Michelle Billingsley
Lyndon French

Song Premiere: Michelle Billingsley's 'Once in a While'

"Once in a While," the latest song shared from Michelle Billingsley's debut album Not the Marrying Kind, out June 12 on Western Myth Records, teams the Chicago-based singer-songwriter with fellow band leader Wild Earp. No one's going to confuse this particular example of the pair's harmonies with those of Emmylou Harris and Don Williams, but that's by design. A song about the insecurities that arise in a relationship works best as an out of sync conversation, and Billingsley and Earp prove their storytelling chops by nailing the right level of disconnection.

For the song's premiere, Billingsley passed along a backstory that stands on its own.

If you haven't ever sat up, late at night, stoned out of your brain trying to think of the one-in-a-million shot where this hookup and you will turn into a thing, who are you?

The idea for "Once in a While" came from the perfect hookup—irregular, unpredictable, alluring, understood. He was a gentleman in every way, and what we had was so good. It was enough.

The song took quite a few months to finish. I lived with it for a while trying to convince myself that it was done, then I'd earn a rewritten line. He was a minnowy man to write about. I couldn't finish the song until I figured him out. He's ever on the road, but leaves behind feelings written on paper. We had this intense intimacy, without really knowing each other, but both sides were very careful to never suggest it was anything other than what it was. But I left things very open in the song so that others could play it over their own story. You can feel so alone when it's happening to you, but it's comforting to know others have been there.

Originally, "Once in a While" was to be performed solo.
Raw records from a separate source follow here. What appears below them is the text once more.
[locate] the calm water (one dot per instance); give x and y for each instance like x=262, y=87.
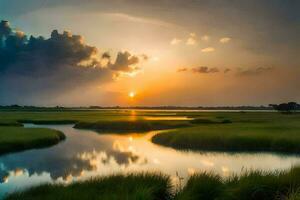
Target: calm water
x=85, y=153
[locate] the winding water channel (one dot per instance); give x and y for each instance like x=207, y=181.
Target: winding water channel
x=86, y=153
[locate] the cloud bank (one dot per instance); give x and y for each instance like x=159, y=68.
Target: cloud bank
x=31, y=67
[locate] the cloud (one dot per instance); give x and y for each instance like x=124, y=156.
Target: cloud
x=124, y=62
x=254, y=71
x=227, y=70
x=35, y=66
x=182, y=69
x=205, y=38
x=205, y=70
x=225, y=40
x=175, y=41
x=208, y=49
x=191, y=40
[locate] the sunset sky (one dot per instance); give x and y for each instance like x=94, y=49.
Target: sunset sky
x=149, y=53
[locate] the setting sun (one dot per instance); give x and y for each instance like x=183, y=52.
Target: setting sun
x=132, y=94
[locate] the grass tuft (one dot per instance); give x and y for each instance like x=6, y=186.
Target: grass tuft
x=146, y=186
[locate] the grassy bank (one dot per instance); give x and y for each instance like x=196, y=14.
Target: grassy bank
x=218, y=131
x=130, y=126
x=18, y=138
x=130, y=187
x=252, y=185
x=281, y=135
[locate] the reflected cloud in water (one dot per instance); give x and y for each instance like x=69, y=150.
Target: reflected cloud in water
x=86, y=154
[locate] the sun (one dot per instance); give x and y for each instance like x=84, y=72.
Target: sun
x=132, y=94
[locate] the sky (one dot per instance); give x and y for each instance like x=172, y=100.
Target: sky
x=149, y=53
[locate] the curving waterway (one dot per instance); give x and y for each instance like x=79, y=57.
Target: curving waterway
x=86, y=153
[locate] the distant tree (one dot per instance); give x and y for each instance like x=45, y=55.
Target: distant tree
x=286, y=107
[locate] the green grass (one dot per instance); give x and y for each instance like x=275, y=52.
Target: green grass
x=125, y=187
x=18, y=138
x=279, y=133
x=252, y=185
x=218, y=131
x=130, y=126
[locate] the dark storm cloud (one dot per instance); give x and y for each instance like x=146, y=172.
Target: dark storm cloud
x=35, y=66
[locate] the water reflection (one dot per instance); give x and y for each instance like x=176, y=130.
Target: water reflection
x=86, y=153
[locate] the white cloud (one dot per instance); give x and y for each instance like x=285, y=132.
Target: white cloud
x=192, y=39
x=175, y=41
x=225, y=40
x=208, y=49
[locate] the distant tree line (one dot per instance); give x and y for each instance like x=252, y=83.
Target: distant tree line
x=286, y=107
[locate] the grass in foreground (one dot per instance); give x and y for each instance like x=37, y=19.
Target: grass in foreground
x=129, y=187
x=282, y=135
x=252, y=185
x=18, y=138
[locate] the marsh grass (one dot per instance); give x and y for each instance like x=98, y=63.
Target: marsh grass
x=251, y=185
x=248, y=137
x=14, y=139
x=130, y=126
x=145, y=186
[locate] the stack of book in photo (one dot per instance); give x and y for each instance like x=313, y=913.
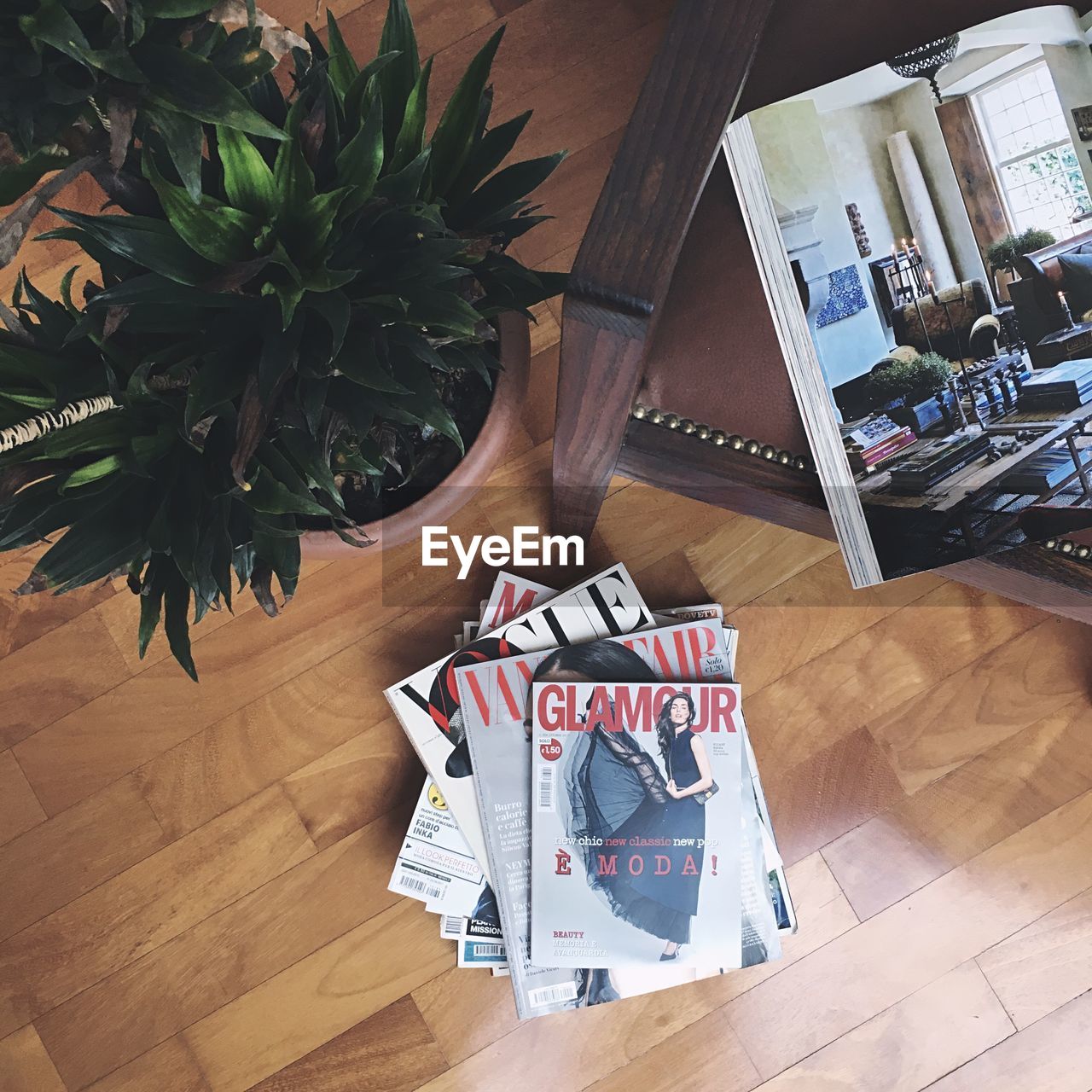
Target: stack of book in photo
x=874, y=443
x=592, y=822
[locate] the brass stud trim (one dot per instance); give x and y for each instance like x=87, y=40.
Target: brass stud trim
x=1068, y=549
x=718, y=438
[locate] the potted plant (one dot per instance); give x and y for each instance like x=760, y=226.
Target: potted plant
x=306, y=348
x=907, y=386
x=78, y=78
x=1002, y=257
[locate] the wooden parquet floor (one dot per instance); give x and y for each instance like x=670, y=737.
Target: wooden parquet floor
x=192, y=880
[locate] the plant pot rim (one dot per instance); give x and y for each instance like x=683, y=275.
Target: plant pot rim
x=468, y=475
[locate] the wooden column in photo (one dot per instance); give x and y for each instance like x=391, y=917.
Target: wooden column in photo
x=921, y=212
x=976, y=180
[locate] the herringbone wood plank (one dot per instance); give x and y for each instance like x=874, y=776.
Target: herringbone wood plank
x=194, y=880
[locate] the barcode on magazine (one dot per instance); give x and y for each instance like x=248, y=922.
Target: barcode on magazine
x=546, y=795
x=421, y=887
x=552, y=995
I was working on a duet show with my boyfriend, Wild Earp, another musician with his own fantastic sound and band, Wild Earp & the Free For Alls. We were putting a set together, and I pulled out "Once in a While" to see if he could maybe add a harmony, and it hit me that the man should not sing at the same time as I am, not in harmony. He's out of time, answering from another room. Answering from last time. From all the times. And I could make him agree with me, right? I could put words in his mouth that I wanted to hear.

That loneliness of a one-place setting shows up in the last song on the new album too, "Then I Remember." I liked keeping the same idea in both. It's also in a third song I wrote but I haven't recorded it yet.  

"Once in a While" is a hard song to perform. You can only be the bearer of information and not give any indication of how you feel. Just the facts. Like that essay in Leonard Cohen's 'Death of a Lady's Man.' The one with the butterfly. You have to do so little to it that you're almost not singing anymore. And it was important that the man's voice was even closer than that to speech. I kept telling Earp in the studio, "even less than that, just say it." It's an edge of a knife to walk.

Read More: The 10 Best Emmylou Harris Songs

Producer Brian Deck (Josh Ritter, Iron & Wine, Nathaniel Rateliff) recorded and played drums and percussion on the album. Glide recently described Billingsley's songs as "biting & enigmatic" with the "knock 'em dead bravado of Nancy Sinatra and the blunt storytelling of Neko Case."